Great idea, but a 1000% more effective commenting strategy would be to only comment when you can add value to the blog post. I’m sure you do this, but some of your readers might misunderstand. Quality over quantity is golden. Might be slower but much more effective. Low quality comments is annoying and I hate them, I often delete them. Some of the regular posters on blogs like SEOmoz only post crap and I think it harms the community.
Everything in today’s world revolves around quality. It’s that simple. If you are releasing terrible content (and remember, comments are technically content, too), you can’t honestly expect anything positive to result from your efforts. My filter systems practically deter any spammy-comments, so my community is safe (;
Great post, Joe. I think blog commenting is an underestimated strategy (done correctly and white-hat).
I have an interesting case study for you. A fellow SEO said he could get 30 blog comments in one hour, using Scrapebox (bleugh!), while I chose instead to take the honest, ethical approach and submit blog comments properly – having read each post and submitting a quality comment – but I was only able to do 4 blog comments in the same space of time. What was interesting though (although probably quite obvious as well) was that while all 4 of mine went live, only 1 of his 30 did! Not only that, but one of my comments must’ve impressed the blog owner, as I also got a guest blogging offer from one of them!
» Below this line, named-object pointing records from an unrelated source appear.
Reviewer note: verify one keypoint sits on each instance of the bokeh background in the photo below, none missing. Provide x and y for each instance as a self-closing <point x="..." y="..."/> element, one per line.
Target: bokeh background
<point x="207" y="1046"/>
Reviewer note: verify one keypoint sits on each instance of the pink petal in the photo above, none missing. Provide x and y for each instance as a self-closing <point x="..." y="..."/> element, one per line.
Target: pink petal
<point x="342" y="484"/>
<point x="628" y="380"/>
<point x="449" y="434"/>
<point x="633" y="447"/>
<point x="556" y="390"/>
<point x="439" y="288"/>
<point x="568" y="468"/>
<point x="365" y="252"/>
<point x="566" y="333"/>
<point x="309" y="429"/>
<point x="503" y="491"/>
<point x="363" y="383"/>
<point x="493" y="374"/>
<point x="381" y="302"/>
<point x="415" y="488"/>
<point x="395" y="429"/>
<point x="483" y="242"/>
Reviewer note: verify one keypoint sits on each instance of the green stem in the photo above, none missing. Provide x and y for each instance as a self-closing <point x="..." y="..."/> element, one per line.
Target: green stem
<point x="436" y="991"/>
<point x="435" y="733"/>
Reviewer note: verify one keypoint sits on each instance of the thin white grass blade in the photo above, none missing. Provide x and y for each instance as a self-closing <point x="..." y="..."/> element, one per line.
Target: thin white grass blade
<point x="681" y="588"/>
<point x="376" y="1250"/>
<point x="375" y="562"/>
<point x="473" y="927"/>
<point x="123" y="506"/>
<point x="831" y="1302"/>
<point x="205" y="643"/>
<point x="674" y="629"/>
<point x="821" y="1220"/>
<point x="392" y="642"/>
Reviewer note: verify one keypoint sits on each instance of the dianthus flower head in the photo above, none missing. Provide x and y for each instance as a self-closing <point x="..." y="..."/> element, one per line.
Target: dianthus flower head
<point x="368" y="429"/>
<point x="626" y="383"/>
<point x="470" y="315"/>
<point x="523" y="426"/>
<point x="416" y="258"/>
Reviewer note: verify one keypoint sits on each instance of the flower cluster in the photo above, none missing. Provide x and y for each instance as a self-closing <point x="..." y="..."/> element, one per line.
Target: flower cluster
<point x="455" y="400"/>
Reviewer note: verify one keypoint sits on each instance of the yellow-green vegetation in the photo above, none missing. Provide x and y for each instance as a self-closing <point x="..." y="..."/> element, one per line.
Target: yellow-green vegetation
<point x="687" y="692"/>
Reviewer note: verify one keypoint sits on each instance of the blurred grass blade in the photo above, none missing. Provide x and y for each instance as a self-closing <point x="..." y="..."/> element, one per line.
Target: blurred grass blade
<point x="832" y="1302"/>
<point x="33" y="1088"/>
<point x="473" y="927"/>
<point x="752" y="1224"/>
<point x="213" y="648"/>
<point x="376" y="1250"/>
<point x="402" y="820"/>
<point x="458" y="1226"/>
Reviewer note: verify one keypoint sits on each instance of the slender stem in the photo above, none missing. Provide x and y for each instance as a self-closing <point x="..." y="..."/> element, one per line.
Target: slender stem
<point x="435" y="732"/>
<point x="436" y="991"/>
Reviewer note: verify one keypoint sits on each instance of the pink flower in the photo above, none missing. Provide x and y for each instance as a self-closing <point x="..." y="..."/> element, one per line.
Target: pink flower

Just goes to show that quality trumps quantity, and – in this case – results in more actual quantity anyway! You’ve got to take time to build quality. Take the easy/lazy route and not only are you breaking Google’s guidelines, but you’re wasting your time, anyway!
It’s kind of like the guys who spend thousands of dollars on getting hundreds of thousands of backlinks. Yeah, you have them. But what value are they of? It hurts you more (especially with recent Google updates) to have those purchased backlinks in quantities of thousands, then to have a few backlinks that are legitimate.
The cool thing about having legitimate comments on blog posts is that they not only result in short-term visits from readers and the author, but can easily result in long-term traffic from SEO. I know plenty of websites that achieved a PR of two or higher from guest articles and blog commenting. It’s really magical.
Yeah….it is the best way to make more traffic to your website and giving him to rank more as the more back links. But you have to make them at the do follow sites then the back links become more attractive and useful.
That’s the beauty of blog commenting – DoFollow blogs give you the benefit of returning traffic in the form of search engine results later on down the road!
My partner and I stumbled over here coming from a different website and thought I should check things out.
I like what I see so i am just following you. Look
forward to going over your web page repeatedly.